I pried open one eye and saw the Low standing at the edge of the pool, looking down at the water. With a sigh of exasperation, I sat up and checked to see if my kid was dead or not.

He wasn’t. Lux was buck naked, swimming around like the baby on the cover of that Nirvana album. As he surfaced, he blew out a spout of water that a whale would envy, hitting Snip right in the face and knocking him on his ass. I chuckled to see the Low soaking wet and sputtering on the ground, then lay back down in my lounge chair. If anyone had told me that stuffy old Angels of Order could be this naughty when they were infants, I would never have believed them. Dar’s little girl wasn’t anything like Lux, although she always seemed thrilled when the other baby angel came to visit. I tried to play on that as much as possible to get Asta and Dar to watch my kid. It worked about ninety percent of the time. Asta liked Lux. Although I think part of her liking Lux was to pressure Dar into having another angel of their own.

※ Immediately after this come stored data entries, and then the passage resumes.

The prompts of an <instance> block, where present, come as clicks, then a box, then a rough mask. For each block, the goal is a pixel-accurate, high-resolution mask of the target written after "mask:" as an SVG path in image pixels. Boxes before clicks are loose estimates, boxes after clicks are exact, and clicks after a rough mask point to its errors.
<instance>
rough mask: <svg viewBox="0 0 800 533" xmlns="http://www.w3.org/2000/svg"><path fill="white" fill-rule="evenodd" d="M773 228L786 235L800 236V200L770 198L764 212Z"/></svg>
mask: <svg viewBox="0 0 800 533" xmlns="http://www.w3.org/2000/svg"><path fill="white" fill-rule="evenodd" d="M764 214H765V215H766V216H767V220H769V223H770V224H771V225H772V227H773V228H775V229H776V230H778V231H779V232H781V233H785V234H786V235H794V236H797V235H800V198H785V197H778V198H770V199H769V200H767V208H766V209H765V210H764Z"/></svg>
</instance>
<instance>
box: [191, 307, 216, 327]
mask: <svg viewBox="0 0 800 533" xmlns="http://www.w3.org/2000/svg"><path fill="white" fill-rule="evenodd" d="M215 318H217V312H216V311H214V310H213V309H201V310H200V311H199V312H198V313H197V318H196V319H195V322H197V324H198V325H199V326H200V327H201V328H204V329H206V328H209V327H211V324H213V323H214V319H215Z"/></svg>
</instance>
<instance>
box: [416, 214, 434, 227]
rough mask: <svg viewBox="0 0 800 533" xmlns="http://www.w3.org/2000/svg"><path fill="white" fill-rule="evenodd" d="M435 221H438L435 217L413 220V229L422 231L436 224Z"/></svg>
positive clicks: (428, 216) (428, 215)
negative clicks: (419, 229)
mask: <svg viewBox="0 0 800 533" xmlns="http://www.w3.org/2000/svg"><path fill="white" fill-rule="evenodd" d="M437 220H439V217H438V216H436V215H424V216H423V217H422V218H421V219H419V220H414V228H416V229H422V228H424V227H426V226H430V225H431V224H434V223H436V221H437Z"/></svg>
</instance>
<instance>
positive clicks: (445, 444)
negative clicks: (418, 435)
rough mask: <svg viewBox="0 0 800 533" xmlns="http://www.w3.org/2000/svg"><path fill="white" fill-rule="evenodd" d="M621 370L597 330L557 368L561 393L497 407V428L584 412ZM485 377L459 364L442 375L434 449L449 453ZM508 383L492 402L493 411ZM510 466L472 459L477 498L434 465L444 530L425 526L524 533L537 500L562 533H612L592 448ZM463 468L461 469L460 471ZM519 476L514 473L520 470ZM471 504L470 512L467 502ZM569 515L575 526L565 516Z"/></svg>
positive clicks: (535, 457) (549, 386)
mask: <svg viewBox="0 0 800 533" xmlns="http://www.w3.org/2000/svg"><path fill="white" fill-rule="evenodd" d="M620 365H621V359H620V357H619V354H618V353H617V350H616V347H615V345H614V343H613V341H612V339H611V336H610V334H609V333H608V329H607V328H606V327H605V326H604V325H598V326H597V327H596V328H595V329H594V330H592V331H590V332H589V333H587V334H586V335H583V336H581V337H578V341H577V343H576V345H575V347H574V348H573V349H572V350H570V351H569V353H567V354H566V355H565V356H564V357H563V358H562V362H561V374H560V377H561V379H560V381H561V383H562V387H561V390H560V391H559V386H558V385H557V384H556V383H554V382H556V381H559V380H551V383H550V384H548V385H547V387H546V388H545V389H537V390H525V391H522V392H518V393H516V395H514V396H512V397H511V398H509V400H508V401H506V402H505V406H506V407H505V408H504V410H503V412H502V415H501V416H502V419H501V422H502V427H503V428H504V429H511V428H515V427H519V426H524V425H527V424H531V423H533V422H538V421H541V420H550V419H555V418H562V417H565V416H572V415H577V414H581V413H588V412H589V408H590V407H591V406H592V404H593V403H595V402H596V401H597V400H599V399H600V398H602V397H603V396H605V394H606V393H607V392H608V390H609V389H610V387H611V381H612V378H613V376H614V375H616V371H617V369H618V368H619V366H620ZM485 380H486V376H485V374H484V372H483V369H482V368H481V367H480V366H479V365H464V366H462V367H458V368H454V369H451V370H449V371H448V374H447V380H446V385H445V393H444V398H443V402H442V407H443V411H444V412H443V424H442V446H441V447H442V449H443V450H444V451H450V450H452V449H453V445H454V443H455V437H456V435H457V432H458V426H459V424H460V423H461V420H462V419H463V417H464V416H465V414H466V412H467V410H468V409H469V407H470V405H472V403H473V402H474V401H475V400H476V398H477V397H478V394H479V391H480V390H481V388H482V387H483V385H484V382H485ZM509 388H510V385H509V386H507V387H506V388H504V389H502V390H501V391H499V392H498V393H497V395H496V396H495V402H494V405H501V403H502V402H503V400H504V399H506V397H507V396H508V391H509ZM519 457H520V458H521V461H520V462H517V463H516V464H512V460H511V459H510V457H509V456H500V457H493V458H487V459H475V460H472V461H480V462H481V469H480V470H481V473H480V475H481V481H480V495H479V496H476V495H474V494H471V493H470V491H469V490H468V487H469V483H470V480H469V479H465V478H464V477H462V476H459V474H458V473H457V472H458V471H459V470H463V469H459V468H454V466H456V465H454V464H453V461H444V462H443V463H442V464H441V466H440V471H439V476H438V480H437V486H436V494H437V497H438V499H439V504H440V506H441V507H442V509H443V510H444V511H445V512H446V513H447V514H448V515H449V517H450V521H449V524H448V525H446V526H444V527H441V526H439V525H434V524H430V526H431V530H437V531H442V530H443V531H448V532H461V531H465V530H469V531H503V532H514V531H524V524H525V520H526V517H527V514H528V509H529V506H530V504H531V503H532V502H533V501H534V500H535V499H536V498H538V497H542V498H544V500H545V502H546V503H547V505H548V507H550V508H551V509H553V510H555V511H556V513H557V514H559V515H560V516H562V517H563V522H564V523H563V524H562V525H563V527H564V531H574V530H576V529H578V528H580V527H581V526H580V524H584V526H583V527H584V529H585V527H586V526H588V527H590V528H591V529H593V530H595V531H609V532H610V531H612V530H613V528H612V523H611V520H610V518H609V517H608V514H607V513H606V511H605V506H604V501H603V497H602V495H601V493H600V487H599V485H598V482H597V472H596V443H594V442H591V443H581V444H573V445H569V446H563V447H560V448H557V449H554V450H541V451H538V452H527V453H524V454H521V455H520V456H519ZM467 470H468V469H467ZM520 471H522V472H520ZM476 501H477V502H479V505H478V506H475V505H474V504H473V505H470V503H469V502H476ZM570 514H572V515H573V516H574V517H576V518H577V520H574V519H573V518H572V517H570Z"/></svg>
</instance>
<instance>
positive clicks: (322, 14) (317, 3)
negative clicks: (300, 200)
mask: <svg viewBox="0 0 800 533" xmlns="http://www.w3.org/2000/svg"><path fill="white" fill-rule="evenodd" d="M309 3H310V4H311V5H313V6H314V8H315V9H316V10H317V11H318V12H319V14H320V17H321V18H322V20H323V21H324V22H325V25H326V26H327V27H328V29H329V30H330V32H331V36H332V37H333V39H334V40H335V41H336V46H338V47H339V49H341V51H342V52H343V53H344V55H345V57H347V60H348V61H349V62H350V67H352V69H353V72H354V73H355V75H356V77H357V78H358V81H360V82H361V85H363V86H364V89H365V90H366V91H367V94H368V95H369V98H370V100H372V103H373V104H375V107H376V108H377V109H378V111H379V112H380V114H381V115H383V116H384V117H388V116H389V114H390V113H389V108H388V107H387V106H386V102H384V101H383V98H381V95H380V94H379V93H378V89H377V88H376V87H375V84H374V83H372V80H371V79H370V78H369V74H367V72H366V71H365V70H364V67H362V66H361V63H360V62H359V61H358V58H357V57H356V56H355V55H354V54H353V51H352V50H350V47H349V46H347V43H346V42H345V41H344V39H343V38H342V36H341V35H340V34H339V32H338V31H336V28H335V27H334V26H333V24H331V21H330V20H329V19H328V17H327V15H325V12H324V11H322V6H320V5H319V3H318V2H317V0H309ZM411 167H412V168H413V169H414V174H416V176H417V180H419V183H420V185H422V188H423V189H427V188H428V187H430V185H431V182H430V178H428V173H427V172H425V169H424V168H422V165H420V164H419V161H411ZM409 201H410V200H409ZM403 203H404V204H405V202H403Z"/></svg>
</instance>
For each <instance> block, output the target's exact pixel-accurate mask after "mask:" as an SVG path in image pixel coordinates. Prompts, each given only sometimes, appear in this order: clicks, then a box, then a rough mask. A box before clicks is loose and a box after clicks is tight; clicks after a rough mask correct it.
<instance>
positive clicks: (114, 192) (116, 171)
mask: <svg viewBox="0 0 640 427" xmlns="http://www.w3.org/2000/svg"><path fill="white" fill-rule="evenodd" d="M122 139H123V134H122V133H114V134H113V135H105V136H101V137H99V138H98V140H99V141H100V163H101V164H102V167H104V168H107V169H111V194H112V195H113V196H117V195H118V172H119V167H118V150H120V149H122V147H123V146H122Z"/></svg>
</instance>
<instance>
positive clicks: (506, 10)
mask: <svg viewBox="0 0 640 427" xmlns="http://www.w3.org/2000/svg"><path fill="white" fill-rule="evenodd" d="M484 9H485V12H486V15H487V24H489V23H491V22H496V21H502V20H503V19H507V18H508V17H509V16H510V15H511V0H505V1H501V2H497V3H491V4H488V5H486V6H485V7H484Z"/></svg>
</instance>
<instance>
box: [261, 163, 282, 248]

He’d give in. Dar always gave in when it came to Asta. Pussy.

“Gabe got back from an EU meeting this afternoon,” Nyalla told me. “He popped in for lunch, then had to go to D.C.”

The Ruling Council had made Gabriel their liaison with the various human leaders, convincing them of the need to comply with the angel’s new world order. It was a job he’d embraced with his usual dogmatic attention to detail.

The angels were in charge, but the humans hadn’t realized that yet. Seems when I’d accidently banished the entire angelic host from Aaru, I’d set up a situation where they’d be more hands-on with the humans. Once the humans realized this, they wouldn’t be happy. But what could they do?